Setup Guide (without Docker)

  • Clone the repository

    git clone https://github.com/AkshuAgarwal/WebRecorder
    cd WebRecorder
  • Install and setup Redis Stack Server

  • Install the required python packages

    • Create and activate the virtual environment (optional)

      python -m venv .venv
      
      # Linux
      source .venv/bin/activate
      
      # Windows
      .venv/Scripts/activate
    • Install the packages

      python -m pip install -r requirements.txt
    • Install playwright

      playwright install chromium
      playwright install-deps
  • Setup the environment variables

    • Rename .env.example to .env

    • Set the values to the environment variables in the file

      • ENVIRONMENT: The current working environment (development/production). Do not change it as it is already synced with the env file.

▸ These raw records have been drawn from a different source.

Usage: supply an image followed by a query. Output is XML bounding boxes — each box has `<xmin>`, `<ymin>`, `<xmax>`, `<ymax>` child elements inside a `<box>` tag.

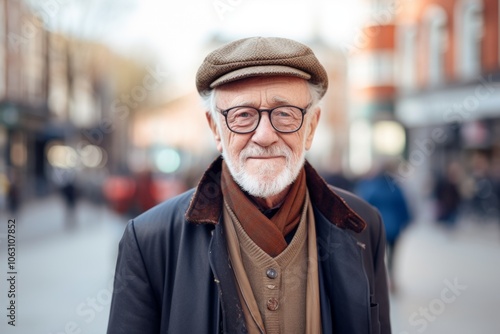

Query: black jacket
<box><xmin>108</xmin><ymin>159</ymin><xmax>391</xmax><ymax>334</ymax></box>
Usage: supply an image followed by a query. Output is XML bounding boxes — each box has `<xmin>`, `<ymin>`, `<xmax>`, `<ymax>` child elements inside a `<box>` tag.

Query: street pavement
<box><xmin>0</xmin><ymin>196</ymin><xmax>500</xmax><ymax>334</ymax></box>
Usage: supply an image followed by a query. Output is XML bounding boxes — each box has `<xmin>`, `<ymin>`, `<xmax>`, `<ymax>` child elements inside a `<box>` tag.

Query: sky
<box><xmin>27</xmin><ymin>0</ymin><xmax>365</xmax><ymax>88</ymax></box>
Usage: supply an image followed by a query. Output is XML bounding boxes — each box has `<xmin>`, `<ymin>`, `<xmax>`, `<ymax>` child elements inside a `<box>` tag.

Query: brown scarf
<box><xmin>221</xmin><ymin>162</ymin><xmax>306</xmax><ymax>257</ymax></box>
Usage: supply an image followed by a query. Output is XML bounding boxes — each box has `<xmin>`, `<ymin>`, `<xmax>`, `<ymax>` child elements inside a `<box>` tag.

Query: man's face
<box><xmin>208</xmin><ymin>77</ymin><xmax>319</xmax><ymax>198</ymax></box>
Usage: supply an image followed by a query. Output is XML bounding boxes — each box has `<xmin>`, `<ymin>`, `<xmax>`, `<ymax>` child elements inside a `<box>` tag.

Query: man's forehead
<box><xmin>215</xmin><ymin>76</ymin><xmax>309</xmax><ymax>104</ymax></box>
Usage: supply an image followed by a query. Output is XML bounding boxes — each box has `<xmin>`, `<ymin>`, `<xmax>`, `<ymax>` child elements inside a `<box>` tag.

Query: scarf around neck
<box><xmin>221</xmin><ymin>161</ymin><xmax>306</xmax><ymax>257</ymax></box>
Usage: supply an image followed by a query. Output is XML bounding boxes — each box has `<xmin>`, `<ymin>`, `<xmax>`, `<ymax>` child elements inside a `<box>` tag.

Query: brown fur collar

      • CORS_ALLOW_ORIGINS: A comma separated list of CORS allowed origins. "*" can be used as wildcard to allow all origins.

  • Run the Redis Server

    redis-stack-server
  • Start the application

    python server run
    
    # For all the commands, run `python server help`

If you want to use Nginx, you can do it manually by following their documentation and configure the server accordingly.

Limitations

  • The server can only run on one worker/process. Playwright does not support using multiple workers or processes and will result in an error.

  • Video recording is slow. The server runs a chromium instance, opens the website, scrolls down through the webpage and simultaneously records it all. The recording takes some time, dependingg on the scroll speed (which is set to 300 pixels/sec by default).

  • The server requires read and write access to filesystem since it saves and reads the recorded video from the source filesystem and not in/from IO Buffers.

  • The recording process is blocking. That means when a request comes while other video is still recording, the server will push it to a queue and will not start recording until all the previous recordings gets completed.